In a tradition that started more than 50 years ago, today will see millions of people from all corners of the globe protest for a cleaner, healthier environment.
So what exactly is the state of climate change today? Here are five important facts you may not have known about climate change.
1. The past six years, including 2020, have been the six warmest on record.
Last year was one of the three warmest years on record, with the average global temperature about 1.2°C above the pre-industrial level. Plus, the past six years, including 2020, have been the six warmest on record.
Scientists expect this upward trajectory to continue, which they say is concerning considering the increase of just 1°C has already caused glaciers to melt, more extreme weather events to occur more frequently, oceans to warm and sea levels to rise.
2. Climate change damages could cost the world $69 trillion by 2100.
The cost of climate change inaction is extreme - in both economic and human loss - leading economists to say addressing the crisis makes more fiscal sense.
Moody's Analytics predicts that the global economic damage of climate change is estimated to be $54 trillion by 2100 even if we manage to limit total warming to 1.5°C. If we limit it to 2°C, the economic damage will reach $69 trillion.

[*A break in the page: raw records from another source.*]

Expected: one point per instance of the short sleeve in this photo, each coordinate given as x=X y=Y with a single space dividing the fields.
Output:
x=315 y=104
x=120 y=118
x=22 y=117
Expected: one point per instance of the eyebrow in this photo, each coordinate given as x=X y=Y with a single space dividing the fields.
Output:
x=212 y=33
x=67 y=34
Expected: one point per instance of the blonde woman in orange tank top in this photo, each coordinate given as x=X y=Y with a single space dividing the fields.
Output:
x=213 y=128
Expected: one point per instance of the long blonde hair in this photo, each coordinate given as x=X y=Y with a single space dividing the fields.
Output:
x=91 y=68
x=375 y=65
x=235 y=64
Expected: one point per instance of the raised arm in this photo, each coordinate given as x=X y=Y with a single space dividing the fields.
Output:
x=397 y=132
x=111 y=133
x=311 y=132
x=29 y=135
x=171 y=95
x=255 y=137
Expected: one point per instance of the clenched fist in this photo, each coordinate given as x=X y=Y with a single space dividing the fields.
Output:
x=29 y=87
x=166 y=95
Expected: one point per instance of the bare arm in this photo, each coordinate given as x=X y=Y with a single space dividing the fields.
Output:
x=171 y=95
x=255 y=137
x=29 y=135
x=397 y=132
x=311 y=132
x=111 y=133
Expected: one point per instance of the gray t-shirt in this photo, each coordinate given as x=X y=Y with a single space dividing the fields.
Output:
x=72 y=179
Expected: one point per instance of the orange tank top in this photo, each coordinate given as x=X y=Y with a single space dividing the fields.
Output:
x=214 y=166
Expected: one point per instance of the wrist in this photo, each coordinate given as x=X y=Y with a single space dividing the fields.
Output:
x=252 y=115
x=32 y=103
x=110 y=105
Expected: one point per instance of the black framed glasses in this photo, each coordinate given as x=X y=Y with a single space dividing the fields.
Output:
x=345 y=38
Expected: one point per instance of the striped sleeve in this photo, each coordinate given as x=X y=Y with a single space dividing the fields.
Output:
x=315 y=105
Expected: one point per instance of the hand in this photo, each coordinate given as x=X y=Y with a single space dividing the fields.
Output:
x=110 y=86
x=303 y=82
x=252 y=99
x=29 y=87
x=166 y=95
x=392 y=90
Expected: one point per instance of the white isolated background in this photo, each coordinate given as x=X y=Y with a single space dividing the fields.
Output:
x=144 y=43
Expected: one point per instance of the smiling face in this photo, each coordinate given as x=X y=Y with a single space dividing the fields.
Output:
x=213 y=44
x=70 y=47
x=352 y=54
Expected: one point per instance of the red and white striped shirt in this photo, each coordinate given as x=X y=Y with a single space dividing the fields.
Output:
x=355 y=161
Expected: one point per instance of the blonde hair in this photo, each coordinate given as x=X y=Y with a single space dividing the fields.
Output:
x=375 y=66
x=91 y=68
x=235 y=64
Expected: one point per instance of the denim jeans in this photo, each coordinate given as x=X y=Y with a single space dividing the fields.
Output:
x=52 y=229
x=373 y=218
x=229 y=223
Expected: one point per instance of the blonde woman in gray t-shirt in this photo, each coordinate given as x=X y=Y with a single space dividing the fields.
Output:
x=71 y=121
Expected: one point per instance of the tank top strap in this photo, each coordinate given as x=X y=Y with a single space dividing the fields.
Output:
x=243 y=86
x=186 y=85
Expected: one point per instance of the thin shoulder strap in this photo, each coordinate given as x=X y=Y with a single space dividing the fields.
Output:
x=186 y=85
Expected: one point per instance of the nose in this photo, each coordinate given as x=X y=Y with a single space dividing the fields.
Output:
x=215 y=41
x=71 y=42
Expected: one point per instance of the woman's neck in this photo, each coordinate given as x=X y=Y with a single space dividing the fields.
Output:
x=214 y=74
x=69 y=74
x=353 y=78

This is because, as the study states, "more frequent and intense extreme weather events will increasingly disrupt and damage critical infrastructure and property, while rising sea levels will threaten coastal communities and island nations".
So how much will it cost to invest in climate change?
A recent study found that keeping warming to 2°C would require a total global investment of $16 trillion and keeping warming to 1.5°C would cost $30 trillion, based on median estimates.
Essentially, the cost of inaction far outweighs the cast of action.